Notice & Comment

D.C. Circuit Review – Reviewed: Of Administrative Law, Rubber Stamps, and Trifles

Last week, the D.C. Circuit issued two administrative law opinions, one involving energy law and the other labor law.

In Sierra Club v. FERC, the D.C. Circuit held that FERC was not arbitrary and capricious when it extended the deadlines for construction of two pipelines, one in New York and the other in Texas. FERC almost always grants deadlines for “good cause” when a project sponsor has made good faith efforts to complete the project and circumstances beyond the sponsor’s control interfered with the project. The D.C. Circuit concluded that this practice is within FERC’s broad discretion and rejected the argument that FERC’s practice is arbitrary “rubber-stamping” of extension requests.

The Sierra Club argued that FERC was arbitrary in extending the New York deadline because the pipeline company had not made good faith efforts to secure the permits necessary to complete the project on time.

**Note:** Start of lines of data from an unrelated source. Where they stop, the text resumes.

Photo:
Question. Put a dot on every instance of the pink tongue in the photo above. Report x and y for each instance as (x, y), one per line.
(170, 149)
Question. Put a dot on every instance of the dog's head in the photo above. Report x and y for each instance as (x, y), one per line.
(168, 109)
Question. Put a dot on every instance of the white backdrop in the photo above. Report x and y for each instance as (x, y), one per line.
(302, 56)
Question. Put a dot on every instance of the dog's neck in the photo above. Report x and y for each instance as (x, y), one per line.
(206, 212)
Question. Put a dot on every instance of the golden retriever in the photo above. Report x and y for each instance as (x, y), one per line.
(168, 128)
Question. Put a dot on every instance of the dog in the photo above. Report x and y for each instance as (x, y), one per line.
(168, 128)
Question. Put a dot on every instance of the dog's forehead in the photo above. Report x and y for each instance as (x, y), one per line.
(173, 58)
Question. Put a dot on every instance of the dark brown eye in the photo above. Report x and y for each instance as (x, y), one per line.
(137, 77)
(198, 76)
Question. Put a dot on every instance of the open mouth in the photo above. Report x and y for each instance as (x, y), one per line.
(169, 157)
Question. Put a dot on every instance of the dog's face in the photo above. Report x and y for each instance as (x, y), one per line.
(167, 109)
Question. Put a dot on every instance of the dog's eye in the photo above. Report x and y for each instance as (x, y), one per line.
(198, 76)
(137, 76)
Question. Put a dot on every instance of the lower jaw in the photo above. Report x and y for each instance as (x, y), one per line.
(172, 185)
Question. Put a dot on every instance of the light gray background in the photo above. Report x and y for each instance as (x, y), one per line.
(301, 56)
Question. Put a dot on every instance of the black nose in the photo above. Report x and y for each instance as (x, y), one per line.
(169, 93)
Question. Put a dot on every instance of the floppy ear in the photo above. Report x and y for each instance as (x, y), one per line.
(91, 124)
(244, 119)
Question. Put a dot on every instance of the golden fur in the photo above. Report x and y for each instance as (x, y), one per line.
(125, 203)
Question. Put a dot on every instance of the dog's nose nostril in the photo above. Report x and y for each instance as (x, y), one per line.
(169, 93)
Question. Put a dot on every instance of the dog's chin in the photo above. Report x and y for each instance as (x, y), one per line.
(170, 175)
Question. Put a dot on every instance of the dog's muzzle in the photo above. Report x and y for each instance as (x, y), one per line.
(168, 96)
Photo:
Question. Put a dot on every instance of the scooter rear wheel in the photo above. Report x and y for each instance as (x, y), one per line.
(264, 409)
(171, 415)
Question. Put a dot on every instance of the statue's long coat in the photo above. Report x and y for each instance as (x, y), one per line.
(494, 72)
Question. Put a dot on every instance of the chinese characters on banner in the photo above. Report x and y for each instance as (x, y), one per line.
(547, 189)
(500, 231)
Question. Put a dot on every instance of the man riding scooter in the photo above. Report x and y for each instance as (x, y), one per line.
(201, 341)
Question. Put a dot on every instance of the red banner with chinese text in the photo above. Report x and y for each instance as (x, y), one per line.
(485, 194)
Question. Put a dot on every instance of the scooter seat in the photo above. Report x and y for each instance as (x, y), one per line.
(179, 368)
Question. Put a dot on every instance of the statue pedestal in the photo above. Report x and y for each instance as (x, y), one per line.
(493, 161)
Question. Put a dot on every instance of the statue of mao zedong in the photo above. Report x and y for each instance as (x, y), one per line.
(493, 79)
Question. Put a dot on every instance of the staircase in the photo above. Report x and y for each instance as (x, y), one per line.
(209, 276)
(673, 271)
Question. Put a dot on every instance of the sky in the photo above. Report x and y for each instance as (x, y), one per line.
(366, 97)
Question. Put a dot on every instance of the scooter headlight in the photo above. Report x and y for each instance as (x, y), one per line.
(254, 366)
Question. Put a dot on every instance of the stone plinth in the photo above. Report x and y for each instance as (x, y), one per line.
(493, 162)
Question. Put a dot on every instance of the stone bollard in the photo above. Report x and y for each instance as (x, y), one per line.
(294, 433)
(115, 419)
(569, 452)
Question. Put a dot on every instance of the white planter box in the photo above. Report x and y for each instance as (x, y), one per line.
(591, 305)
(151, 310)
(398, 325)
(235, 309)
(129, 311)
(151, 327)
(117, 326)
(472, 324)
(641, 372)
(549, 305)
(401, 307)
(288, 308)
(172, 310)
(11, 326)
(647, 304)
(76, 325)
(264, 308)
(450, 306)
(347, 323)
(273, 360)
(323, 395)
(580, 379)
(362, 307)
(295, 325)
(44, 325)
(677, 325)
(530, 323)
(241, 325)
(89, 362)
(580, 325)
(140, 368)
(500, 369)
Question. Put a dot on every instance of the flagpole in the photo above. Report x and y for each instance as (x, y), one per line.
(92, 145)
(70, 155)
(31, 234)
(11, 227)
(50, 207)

The D.C. Circuit rejected that argument, concluding that FERC acted consistent with its precedent in concluding that the company’s active litigation efforts related to the project were enough to show good faith. The Sierra Club also argued that FERC arbitrarily failed to give sufficient consideration to a New York state law that would reduce market demand. The law required New York to reduce natural-gas usage. The D.C. Circuit rejected that argument too because there was evidence that the New York law would not significantly impact market demand for the natural gas that would be transported in the pipeline. As for the Texas project, the Sierra Club argued that FERC arbitrarily extended the deadline based upon the company’s claim that COVID-19 had slowed the project. According to this argument, the company did not provide specific facts about COVID-19’s impacts. The D.C. Circuit concluded that FERC did not need to demand more specific facts because it has broad discretion over what evidence is necessary to show good cause for a deadline extension.

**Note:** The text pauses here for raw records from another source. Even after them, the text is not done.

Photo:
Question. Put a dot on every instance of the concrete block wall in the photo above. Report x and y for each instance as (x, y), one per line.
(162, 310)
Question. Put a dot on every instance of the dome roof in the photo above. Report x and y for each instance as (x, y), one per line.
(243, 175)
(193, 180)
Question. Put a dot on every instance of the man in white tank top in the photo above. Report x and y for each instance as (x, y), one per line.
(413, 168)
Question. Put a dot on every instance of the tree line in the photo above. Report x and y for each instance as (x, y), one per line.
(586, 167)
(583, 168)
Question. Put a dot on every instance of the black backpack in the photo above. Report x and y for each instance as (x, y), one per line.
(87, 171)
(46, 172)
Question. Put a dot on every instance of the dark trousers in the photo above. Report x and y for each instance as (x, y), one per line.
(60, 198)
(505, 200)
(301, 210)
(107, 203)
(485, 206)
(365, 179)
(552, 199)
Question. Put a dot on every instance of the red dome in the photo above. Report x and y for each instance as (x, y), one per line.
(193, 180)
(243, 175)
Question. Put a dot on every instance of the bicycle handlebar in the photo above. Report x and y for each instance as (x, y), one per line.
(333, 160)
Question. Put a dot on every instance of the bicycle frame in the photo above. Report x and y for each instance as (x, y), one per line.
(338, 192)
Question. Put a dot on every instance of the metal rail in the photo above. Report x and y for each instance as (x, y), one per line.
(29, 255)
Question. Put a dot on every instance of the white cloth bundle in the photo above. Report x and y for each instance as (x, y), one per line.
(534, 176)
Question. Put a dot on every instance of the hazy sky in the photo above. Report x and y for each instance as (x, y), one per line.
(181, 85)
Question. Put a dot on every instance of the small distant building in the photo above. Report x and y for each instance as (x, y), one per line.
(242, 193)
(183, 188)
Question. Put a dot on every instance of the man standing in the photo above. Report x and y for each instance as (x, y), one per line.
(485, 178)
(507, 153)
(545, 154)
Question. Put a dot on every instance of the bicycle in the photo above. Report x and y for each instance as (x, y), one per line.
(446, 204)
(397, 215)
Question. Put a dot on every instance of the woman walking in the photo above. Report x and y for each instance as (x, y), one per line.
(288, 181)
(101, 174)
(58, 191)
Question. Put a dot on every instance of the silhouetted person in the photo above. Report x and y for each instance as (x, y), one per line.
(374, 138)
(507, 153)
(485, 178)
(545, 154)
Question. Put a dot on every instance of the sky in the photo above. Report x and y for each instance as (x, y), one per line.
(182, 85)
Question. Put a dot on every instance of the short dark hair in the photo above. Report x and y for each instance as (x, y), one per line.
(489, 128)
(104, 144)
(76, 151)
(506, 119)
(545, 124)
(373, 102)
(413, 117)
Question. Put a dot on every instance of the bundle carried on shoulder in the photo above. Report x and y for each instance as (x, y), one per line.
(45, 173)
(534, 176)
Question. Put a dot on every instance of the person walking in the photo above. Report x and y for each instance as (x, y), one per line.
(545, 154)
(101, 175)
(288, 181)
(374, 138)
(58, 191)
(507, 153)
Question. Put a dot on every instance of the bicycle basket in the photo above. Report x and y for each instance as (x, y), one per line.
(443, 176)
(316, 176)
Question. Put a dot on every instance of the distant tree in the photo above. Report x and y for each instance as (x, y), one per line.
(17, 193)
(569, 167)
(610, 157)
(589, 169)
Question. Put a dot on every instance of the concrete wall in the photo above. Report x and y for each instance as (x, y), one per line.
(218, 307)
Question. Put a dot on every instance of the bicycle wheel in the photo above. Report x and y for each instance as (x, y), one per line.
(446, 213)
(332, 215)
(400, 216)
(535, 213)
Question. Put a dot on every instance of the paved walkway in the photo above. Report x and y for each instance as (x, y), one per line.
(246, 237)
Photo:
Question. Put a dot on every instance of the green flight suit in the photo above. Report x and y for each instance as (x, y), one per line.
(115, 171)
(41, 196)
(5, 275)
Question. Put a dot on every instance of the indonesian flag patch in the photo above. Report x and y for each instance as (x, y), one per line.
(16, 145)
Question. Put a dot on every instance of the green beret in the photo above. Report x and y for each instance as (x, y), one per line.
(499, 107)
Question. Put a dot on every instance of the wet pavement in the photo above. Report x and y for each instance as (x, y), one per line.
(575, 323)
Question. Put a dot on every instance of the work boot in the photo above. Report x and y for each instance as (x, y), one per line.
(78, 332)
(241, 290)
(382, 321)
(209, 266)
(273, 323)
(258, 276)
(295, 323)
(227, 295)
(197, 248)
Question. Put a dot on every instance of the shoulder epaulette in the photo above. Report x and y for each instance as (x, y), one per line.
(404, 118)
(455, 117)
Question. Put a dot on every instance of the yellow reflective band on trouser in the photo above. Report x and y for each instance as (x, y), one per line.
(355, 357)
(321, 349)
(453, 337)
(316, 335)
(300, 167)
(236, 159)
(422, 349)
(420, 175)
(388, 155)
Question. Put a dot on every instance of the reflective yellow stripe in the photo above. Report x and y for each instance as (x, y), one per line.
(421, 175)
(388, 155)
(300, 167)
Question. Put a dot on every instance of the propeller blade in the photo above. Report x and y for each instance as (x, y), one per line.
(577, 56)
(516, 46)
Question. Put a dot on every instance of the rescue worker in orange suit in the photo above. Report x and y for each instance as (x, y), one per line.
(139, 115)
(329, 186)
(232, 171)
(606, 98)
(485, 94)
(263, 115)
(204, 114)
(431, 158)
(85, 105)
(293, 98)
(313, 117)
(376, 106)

In Stern Produce Co. v. NLRB, the D.C. Circuit held that an NLRB order finding unfair labor practices was not supported by substantial evidence. The order found two unfair labor practices: one involved alleged surveillance of an employee and the other involved alleged retaliation against an employee. The court of appeals concluded that the NLRB had pressed beyond its statutory mandate in finding that isolated incidents were unfair labor practices.

As Judge Randolph put it, “the Board’s majority and its General Counsel, at least at the time of these proceedings, should have brushed up on the ancient and wise legal doctrine de minimis non curat lex—that is, the law does not concern itself with trifles.” The Board’s conclusion that the alleged surveillance was unlawful was “nonsense” because the employer’s action was consistent with its policies, which informed employees that they could be monitored at any time through cameras in the company trucks. In this case, a manager texted the employee to say that they should not cover the camera in the truck. In those circumstances, a reasonable employee would not have experienced the text message to be coercive. The text message did not rise to the level of coercive surveillance established by Board precedents.

The Board’s finding of retaliation was also “nonsense,” the D.C. Circuit concluded. The employer gave the employee a written reprimand after the employee made discriminatory statements to another employee. This reprimand, the Board found, was retaliatory. The problem with the Board’s finding, according to the court of appeals, was that there was not substantial evidence to show that the employee’s protected conduct was a motivating factor in the reprimand. To be sure, the employer had engaged in past violations of the NLRA, but the Board’s precedent does not give “the General Counsel the green light to cite every labor-law violation a company has ever committed as evidence of its anti-union animus.”

Finally, in last week’s United States v. Green-Remache, the D.C. Circuit rejected an ineffective-assistance-of-counsel challenge to a conviction for an interstate violation of a protective order.